Indeed, there was nothing overt about racism on “Bandstand.” The show didn’t hang a shingle outside of its 46th and Market studio barring African-Americans from the premises. “What they did was use what could only be described as underhanded tactics,” Delmont said in a phone interview last week. “They would have a dress code and black teens would just so happen not have the right clothes on.”

“Bandstand” used a core group of 10 to 20 dancers (“Very nice people,” Delmont said. “I interviewed them for the book.”). If other teens wanted to get on the show, they had to write in for passes. Producers would screen the ticket applications for classically ethnic names, picking out kids with Polish, Irish and Italian names who they assumed were white.

In the book, Delmont talks with Walter Palmer, who lived in West Philly during “Bandstand’s” heyday. “‘Bandstand’ was segregated,” Palmer told Delmont. “There were white kids from all of the Catholic schools, but no black kids. West Catholic was on 46th, and they were always there; our school (West Philadelphia High School) was on 47th (and we could not go).”

Palmer and his friends waged a protest. “(His group) wrote in with different last names, with Polish, Italian and Irish last names, so they were able to get passes for that day,” Delmont said.

Palmer was inspired to continue to fight for civil rights for African-Americans after his “Bandstand” experience. And he wasn’t the only one.

Iona Stroman and her friends also launched a “Bandstand” protest.

As Delmont tells it: “There was a singer named Bobby Brooks, an African-American teen singer from South Philadelphia who was their favorite singer. They were the Bobby Brooks fan club. He was going to be on ‘Bandstand’ and they wanted to go see him.

“They protested and they were actually able to get in because a reporter from the Philadelphia Tribune was there and he threatened to blow up the story. What she told me was they didn’t set out to make history, but it was her way of protesting something that mattered to her.”

What’s ironic about the show’s exclusionary practices is that West Philadelphia at the time was a relatively integrated neighborhood. “All of the pictures from West Philadelphia High School testify to this integrated neighborhood that was only five or six blocks away (from where ‘Bandstand’ was filmed). You can see the spire of West Philadelphia High School from the studio. They couldn’t have been closer, but their racial composition couldn’t have been more different,” Delmont said. “West Philadelphia was a mixed neighborhood at that point, but ‘Bandstand’ didn’t want to broadcast that real Philadelphia to the region.”

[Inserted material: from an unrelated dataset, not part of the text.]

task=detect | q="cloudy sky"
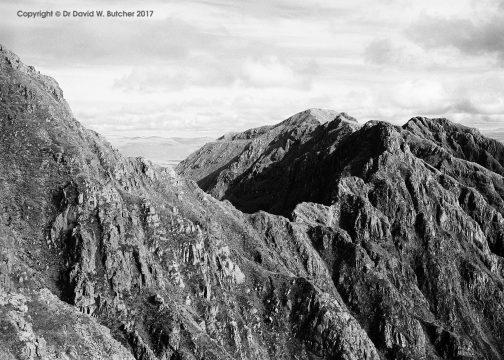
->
[0,0,504,137]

As recently as last March, when he was interviewed by the New York Times, Dick Clark contended that “Bandstand” became integrated when he took over as host in 1957. But Delmont’s research proves otherwise.

Clark isn’t quoted in Delmont’s book. Clark’s publicist, Paul Shefrin, said that Clark was never asked.

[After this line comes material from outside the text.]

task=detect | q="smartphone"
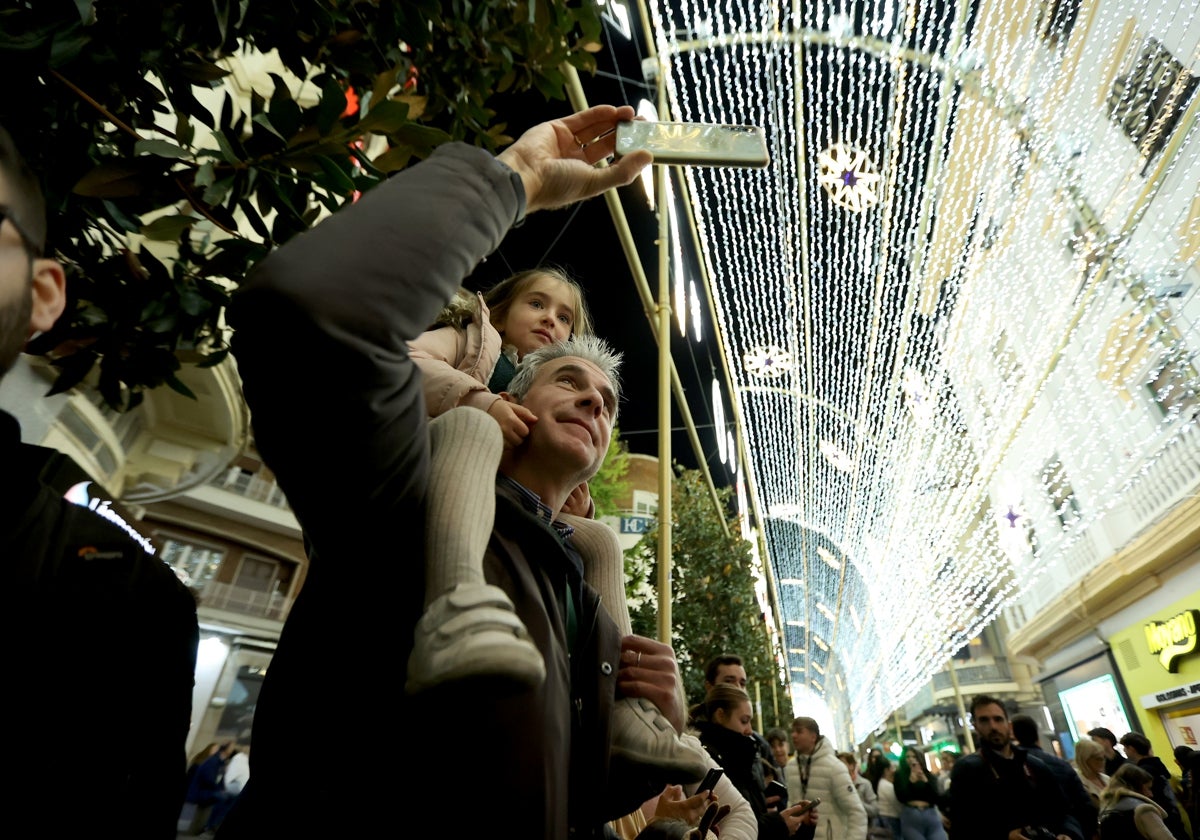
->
[692,767,725,796]
[792,797,821,817]
[617,120,770,168]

“I contacted Dick Clark Productions via phone in spring of 2007 and they connected me to his publicist, Paul Shefrin,” Delmont said. “I called Mr. Shefrin and he, on behalf of Mr. Clark, declined to comment on the evidence that I had found at that point.”

Delmont said one of his main complaints about the way Clark has handled the legacy of “Bandstand” is that he refuses to acknowledge that the show was not fully integrated.

“If he had just said, ‘In Philadelphia, there was a lot of racism there and there was a lot of racism in television and they couldn’t integrate.’ That would be factually true,” Delmont said.

According to Delmont, Clark didn’t start asserting that “Bandstand” was integrated until it was financially convenient.

“It wasn’t until Don Cornelius created ‘Soul Train’ and offered up a competitor for ‘American Bandstand’ in the ‘70s that Clark tried to say ‘Bandstand’ was down with black music and down with civil rights from the get-go,” Delmont said. “From 1957 when the show was supposedly integrated through the ‘70s, he never mentions the integration of ‘Bandstand.’ It wasn’t until ‘Soul Train’ started drawing advertisers and viewers away that he wants to offer up this memory.”